Account MFA Factors

Organizations often lack comprehensive visibility into the Multi-Factor Authentication (MFA) factors used across their environment, resulting in risks that include the following:

  • Security Gaps: Accounts without MFA or using weak methods (e.g., SMS-based) are more susceptible to compromise.

  • Compliance Risks: Difficulty in enforcing and auditing strong authentication policies across all users.

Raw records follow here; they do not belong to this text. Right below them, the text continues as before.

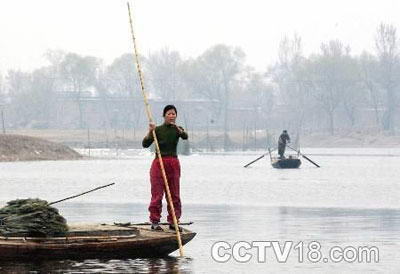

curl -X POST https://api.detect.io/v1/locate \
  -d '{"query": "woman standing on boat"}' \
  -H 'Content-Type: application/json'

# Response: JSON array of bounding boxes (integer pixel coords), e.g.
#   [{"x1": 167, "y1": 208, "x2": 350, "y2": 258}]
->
[
  {"x1": 142, "y1": 105, "x2": 188, "y2": 230},
  {"x1": 278, "y1": 130, "x2": 290, "y2": 159}
]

  • User Risk Management Challenges: Inability to easily identify high-risk user accounts that rely on weak or outdated MFA methods.

Viewing MFA Factors

To view an account's MFA factors, follow this procedure:

  1. From the left navigation menu, select Inventories.

  2. Select Identities.

  3. On the Identities page, select Accounts.

  4. Select an Identity.

  5. On the panel that opens to the right, select the MFA Factors tab to view this information:

    • Factor Name: As reported by the source system (e.g., mobilePhone in Entra).

    • Type: Normalized format (e.g., SMS/Voice, Authenticator App).

    • Strength: The security level (e.g., Strong, Weak).

Recommendation: Ensure robust protection by enabling only MFA factors classified as Strong.

MFA Factor Types and Risks

Strong

  • Authenticator App: Requires manual entry of a time-based code, reducing susceptibility to automated attacks.

  • FIDO2: Enforces user presence with hardware-backed credentials.

Moderate

  • Push-Based Authentication: Subject to push fatigue—users may approve prompts without scrutiny.

Weak

  • SMS/Voice: Vulnerable to SIM-swapping and phishing attacks.

  • Email: Risky if the email account is compromised.

Security Check: Disable Weak MFA Factors for All Users

To prevent unauthorized access and align with best practices for identity protection, disable weak factors for all user accounts—such as SMS/Voice or Email methods–—and enable only strong MFA methods, such as Authenticator App and FIDO2.